From the Greek word translated discipline we get our word gymnasium. We might make resolutions to eat healthier foods and work out more, but how much sweat do we put into our pursuit of godliness? I recognize this as a serious shortcoming of mine. So, resolved, by God's grace to apply myself more deliberately to pursuing godliness. That might mean getting up earlier so I can read and pray over Scripture before the day's business demands my attention. So the early morning darkness may find me in a corner with a little pool of light.
I need to discipline myself to prepare and leave earlier for appointments (church, officers' meetings, etc.) instead of arriving last minute or late. I need to be more cheerful and trusting under stress. I need to speak for Christ more consistently and fervently as I have opportunity. Whatever God gives me to do, I need to do it with all my heart instead of with a divided heart.

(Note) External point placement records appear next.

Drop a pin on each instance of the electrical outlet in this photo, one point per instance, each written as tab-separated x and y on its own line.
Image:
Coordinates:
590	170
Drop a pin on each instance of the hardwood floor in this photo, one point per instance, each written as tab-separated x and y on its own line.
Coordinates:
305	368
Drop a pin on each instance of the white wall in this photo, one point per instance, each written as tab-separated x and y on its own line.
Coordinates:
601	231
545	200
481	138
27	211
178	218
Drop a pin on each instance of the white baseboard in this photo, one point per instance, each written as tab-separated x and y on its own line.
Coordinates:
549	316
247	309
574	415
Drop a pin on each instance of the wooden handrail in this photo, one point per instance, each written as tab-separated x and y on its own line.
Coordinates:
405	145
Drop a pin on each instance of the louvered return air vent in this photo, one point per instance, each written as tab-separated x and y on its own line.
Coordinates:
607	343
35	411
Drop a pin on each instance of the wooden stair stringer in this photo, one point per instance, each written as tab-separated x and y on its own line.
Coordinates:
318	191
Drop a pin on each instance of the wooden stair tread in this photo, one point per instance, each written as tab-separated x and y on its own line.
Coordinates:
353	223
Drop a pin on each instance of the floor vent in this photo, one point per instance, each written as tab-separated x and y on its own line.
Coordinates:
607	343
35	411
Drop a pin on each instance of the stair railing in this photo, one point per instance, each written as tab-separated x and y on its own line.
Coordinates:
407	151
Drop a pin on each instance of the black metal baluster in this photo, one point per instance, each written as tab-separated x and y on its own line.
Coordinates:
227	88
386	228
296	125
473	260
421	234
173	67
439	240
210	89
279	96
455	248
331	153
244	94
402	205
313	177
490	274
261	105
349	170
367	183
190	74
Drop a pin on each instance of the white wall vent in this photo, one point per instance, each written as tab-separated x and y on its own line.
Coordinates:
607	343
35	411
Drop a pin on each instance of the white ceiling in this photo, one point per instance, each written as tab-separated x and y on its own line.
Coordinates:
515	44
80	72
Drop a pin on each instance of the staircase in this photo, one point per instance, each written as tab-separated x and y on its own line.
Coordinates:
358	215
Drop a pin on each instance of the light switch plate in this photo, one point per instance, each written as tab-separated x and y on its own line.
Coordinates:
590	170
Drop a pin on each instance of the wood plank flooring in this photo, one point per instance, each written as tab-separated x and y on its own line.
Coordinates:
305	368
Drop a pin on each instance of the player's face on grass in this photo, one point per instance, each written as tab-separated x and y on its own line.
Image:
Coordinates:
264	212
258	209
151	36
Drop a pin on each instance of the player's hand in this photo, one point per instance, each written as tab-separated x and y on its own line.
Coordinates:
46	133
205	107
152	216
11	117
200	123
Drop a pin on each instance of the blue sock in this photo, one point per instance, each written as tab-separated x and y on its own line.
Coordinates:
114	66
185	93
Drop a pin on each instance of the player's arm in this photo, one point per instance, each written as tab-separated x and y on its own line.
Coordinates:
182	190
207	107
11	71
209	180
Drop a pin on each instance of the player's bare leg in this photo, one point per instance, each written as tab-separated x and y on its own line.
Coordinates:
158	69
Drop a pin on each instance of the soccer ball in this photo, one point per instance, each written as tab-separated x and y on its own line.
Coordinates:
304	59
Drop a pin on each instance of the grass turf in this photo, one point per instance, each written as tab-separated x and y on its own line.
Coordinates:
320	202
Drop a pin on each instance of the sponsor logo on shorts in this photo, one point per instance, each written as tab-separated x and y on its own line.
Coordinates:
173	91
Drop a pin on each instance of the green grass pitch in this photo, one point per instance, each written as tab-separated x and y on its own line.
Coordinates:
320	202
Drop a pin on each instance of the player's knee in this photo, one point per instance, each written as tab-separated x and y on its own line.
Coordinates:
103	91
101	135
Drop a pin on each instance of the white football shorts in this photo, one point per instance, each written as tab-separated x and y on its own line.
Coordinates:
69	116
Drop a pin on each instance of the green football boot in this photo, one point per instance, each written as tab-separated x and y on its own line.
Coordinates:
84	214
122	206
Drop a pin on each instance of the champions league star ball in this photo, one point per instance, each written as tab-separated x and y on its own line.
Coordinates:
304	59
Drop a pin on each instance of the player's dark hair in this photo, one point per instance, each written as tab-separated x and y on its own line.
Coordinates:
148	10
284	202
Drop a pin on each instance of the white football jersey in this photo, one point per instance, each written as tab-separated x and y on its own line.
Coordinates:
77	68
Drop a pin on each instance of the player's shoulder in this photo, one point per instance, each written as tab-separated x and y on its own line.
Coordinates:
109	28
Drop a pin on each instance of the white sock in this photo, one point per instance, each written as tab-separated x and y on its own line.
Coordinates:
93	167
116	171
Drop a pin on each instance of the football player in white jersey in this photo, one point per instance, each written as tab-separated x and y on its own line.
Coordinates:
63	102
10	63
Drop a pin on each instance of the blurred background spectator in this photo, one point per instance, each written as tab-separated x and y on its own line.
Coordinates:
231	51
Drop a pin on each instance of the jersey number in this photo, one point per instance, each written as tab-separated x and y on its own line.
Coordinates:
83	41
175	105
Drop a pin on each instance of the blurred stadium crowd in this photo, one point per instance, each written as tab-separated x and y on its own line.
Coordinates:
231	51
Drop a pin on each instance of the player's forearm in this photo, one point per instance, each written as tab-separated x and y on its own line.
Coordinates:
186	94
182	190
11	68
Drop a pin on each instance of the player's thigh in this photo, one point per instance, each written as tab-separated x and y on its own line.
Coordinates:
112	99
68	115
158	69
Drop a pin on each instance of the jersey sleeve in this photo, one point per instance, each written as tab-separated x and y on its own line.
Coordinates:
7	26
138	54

One reason for making a resolution like this is to show me where my heart is. Do I thirst for God or merely hunger for the things of this life? I like the way Steven J. Lawson puts it in his book, The Unwavering Resolve of Jonathan Edwards (pp. 63-64):
Every great Christian leader has a master passion, an overruling ambition that dominates his life and drives his soul. It is that in which he most believes, that which most captures his mind and enflames his heart. Such a chief aim controls him and defines his very reason for being. This supreme sense of purpose becomes a motivation so strong that it empowers him to overcome all obstacles and override all adversity. For Jonathan Edwards, this passion was the summum bonum set forth in Scripture, the highest good in the universe--the glory of God. Edwards believed that God's ultimate end in all things is the manifestation of His glory. In his theological masterpiece, Dissertation on the End for Which God Created the World, penned near the end of his life (1755), he argued that God made the world for His own glory. "For it appears that all that is ever spoken of in the Scripture as an ultimate end of God's works," Edwards stated, "is included in that one phrase, the glory of God." That being the case, Edwards concluded that bringing glory to God must be his preeminent purpose. This pursuit was firmly established in him from the very beginning of his Christian walk.May God help all His people in their resolve to glorify Him in 2009. If our discipline weakens and our resolve crumbles, may we realize that God put the resolve in us to begin with: "We love because He first loved us" (1 John 4:19). He has called us to Himself, having predestined us to be "conformed to the image of His Son" (Rom. 8:28-39). He will not fail--and neither will we, because God is for us!